The initial ventilator settings should take into account the context in which ventilation is being applied to the neonate (Table 42.1) and the apparent response to the pressure settings being used during ventilation with a portable device. There should be a stepwise approach to setting the ventilator at the time of initiation of mechanical ventilation (Table 42.2), guided in part by a thorough clinical appraisal (Table 42.3). PEEP should be considered first, with suggested PEEP levels for a range of different situations set out in Table 42.1. The T _I should be set at around 0.5 s for a term infant and 0.35 s for a preterm infant, and then further adjusted depending on the analysis of the flow–time curve, which can be displayed on most modern neonatal ventilators. For most applications of time-cycled pressure-limited ventilation, T _I should be set long enough to allow complete or near-complete inflow of gas into the lung during inspiration. If the T _I is too short, there may not be sufficient time for an adequate tidal volume to be delivered nor for alveolar recruitment to occur with each tidal inflation. Setting PIP should be guided by a visual appreciation of chest rise and preferably the measured V _T. Suggested target values for V _T are set out in Table 42.1. Finally, T _E (and thus, respiratory rate) is adjusted, with the aim of producing sufficient minute ventilation to clear CO₂ without causing dynamic hyperinflation related to inadvertent PEEP. An estimate of minute ventilation can be made using the product of measured V _T and respiratory rate, with a value of 200–300 mL/kg/min usually being an adequate starting point before the first pCO₂ reading is obtained. Note that this estimate of minute ventilation does not incorporate dead space volume, which is substantial in some infants, particularly those with hyperinflated lungs (“alveolar dead space”).

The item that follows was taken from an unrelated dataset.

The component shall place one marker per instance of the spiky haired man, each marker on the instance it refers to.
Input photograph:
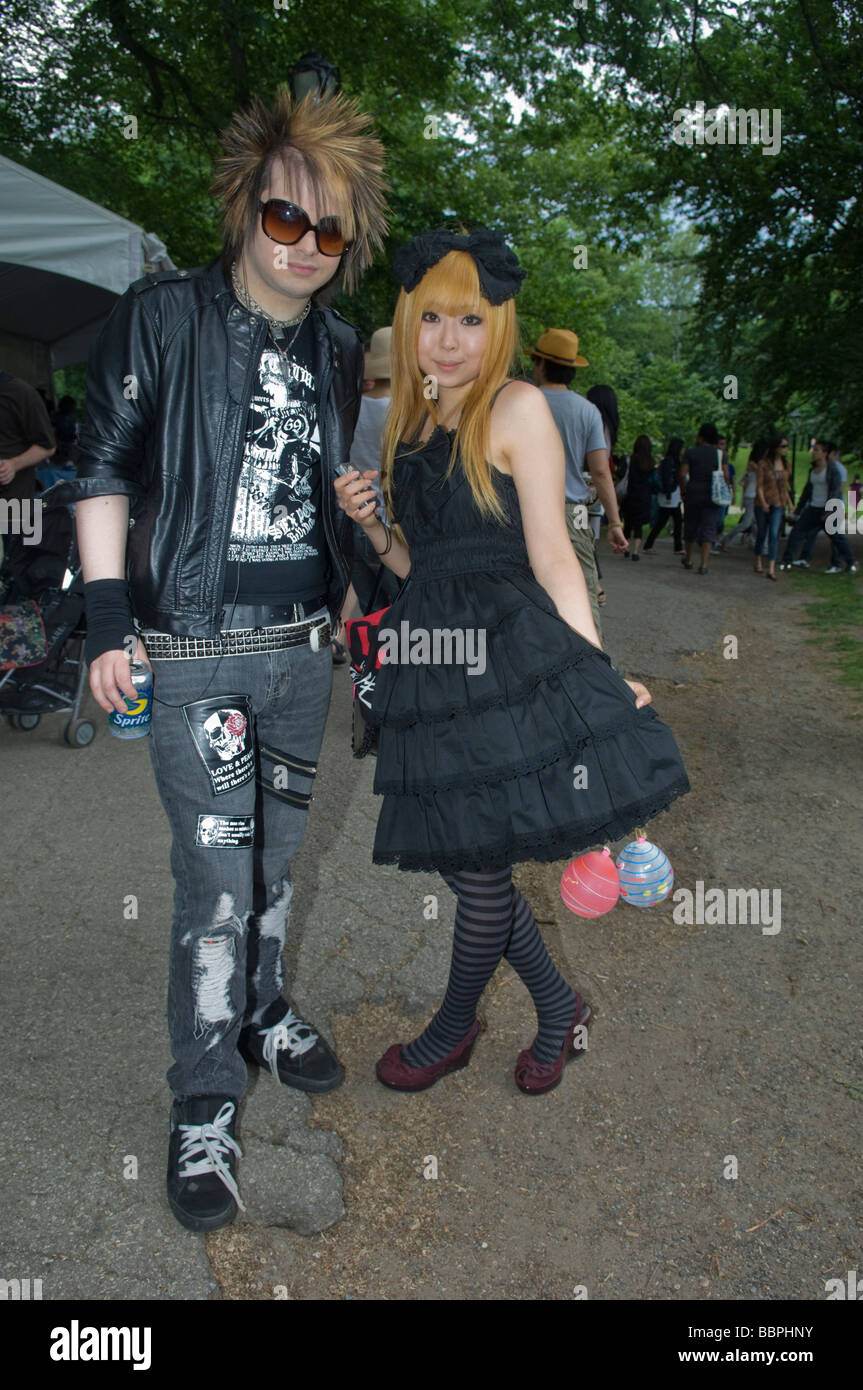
(221, 402)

Additionally, rapid shallow breathing leads to high dead space to V _T ratio and reduced alveolar ventilation. Avoidance of inadvertent PEEP can be difficult when an infant has a rapid spontaneous breathing rate and each breath is being supported by the ventilator. Examination of the flow–time curve during expiration will reveal whether gas outflow is complete before the next inflation begins and thus whether dynamic hyperinflation is likely to occur. If so, further adjustment to the mode of ventilation, respiratory rate and even inspiratory time may be necessary, as discussed below.